Tuesday 6 August 2024

Hands-On Labs & Projects for Jobs & Certification Bootcamp

 Hands-On Labs & Projects for Jobs & Certification Bootcamp

In this era, there will be a lot of competition for AWS data engineering jobs due to new developments like automated data analysis, the integration of AI, and the merging of software and data teams. Strong abilities in SQL, Python, AWS services, and data engineering principles are necessary for AWS data engineers.
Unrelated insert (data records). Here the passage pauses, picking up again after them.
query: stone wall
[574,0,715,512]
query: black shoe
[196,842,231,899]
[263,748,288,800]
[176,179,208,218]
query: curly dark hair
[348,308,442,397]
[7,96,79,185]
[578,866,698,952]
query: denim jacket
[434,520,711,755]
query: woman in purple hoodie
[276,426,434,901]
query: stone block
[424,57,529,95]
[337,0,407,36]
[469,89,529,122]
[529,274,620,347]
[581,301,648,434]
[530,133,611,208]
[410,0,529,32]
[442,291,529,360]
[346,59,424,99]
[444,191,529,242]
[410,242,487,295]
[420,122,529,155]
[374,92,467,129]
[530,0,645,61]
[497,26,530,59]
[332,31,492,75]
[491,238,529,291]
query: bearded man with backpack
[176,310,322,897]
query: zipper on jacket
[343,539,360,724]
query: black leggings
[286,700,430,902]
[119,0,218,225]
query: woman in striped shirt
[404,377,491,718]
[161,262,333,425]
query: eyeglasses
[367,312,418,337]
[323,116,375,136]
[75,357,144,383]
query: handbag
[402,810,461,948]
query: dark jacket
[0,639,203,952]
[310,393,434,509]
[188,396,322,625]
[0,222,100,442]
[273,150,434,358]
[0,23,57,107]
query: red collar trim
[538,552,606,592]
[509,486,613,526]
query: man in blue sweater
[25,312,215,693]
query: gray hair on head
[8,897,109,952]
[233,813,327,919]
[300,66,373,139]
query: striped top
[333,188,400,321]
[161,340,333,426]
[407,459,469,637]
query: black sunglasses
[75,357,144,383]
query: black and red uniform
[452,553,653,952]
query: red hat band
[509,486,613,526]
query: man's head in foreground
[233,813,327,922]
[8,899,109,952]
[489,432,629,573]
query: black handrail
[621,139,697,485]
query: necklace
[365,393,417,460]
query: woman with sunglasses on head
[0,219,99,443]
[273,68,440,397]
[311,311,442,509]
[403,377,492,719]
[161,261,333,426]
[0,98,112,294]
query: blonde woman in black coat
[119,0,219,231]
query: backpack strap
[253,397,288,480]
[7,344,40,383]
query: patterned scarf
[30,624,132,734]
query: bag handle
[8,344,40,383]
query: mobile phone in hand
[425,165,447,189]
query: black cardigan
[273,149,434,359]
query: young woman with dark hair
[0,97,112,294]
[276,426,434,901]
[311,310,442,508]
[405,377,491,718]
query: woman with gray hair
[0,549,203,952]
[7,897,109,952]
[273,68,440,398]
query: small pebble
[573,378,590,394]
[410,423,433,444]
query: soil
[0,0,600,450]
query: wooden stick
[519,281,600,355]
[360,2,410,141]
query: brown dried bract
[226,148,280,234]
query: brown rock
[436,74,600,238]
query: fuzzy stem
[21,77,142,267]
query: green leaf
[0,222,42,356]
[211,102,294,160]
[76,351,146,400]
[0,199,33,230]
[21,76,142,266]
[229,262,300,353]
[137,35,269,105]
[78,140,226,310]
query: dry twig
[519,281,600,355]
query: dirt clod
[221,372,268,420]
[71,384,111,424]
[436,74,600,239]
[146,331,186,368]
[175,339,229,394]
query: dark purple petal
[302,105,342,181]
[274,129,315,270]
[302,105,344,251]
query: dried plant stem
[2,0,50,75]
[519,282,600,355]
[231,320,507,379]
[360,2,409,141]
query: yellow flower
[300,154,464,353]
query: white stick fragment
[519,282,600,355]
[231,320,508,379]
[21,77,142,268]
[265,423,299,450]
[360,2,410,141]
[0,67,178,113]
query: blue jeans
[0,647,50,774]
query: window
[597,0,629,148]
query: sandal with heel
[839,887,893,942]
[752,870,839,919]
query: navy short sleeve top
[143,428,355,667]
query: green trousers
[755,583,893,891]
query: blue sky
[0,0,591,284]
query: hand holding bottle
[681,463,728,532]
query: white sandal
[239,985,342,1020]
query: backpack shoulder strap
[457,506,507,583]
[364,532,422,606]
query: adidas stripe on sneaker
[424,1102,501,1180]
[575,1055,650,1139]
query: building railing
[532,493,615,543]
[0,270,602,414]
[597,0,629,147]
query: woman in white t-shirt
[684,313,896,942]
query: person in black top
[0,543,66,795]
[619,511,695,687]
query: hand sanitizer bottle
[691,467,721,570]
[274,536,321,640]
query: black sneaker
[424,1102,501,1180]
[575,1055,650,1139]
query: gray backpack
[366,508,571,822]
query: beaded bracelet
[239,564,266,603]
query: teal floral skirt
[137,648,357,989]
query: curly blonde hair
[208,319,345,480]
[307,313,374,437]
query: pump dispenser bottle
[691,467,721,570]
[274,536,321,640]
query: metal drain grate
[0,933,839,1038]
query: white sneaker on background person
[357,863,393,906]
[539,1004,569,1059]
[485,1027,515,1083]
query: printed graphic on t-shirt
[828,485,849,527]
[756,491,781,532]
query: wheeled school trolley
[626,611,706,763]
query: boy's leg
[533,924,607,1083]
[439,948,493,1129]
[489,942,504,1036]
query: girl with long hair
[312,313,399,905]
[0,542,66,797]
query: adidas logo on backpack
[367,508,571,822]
The Data Engineering concepts greatly improve employment possibilities by providing advantages like more job options and higher compensation. Although salaries vary depending on experience and region, this sector is well regarded for paying well.

Following the step-by-step activity guides in this blog will thoroughly prepare you for the AWS DATA Jobs and help you with the skills needed for AWS Data Engineering job roles and certifications.

List of labs that are part of our Data Engineering on AWS Cloud Training Bootcamp:

1. Hands-On Labs For AWS Data Engineer

1.1 AWS Basic Labs

1.2 Ingestion and Changeover of Data

1.3 Management of Data Stores

1.4 Data Support and Operations

1.5 Data Governance and Security

2. Real-time Projects for Experience

These projects help you get real-time hands-on and for Experience and you can add them to your resume.

3. Conclusion

Learning Path For AWS Data Engineer Job Oriented Bootcamp

Learning Path For AWS Data Engineer Job Oriented Bootcamp

Let’s start with hands-on labs and project work in AWS Data Engineering to master scalable data solutions and optimize analytics pipelines for enhanced insights and decision-making.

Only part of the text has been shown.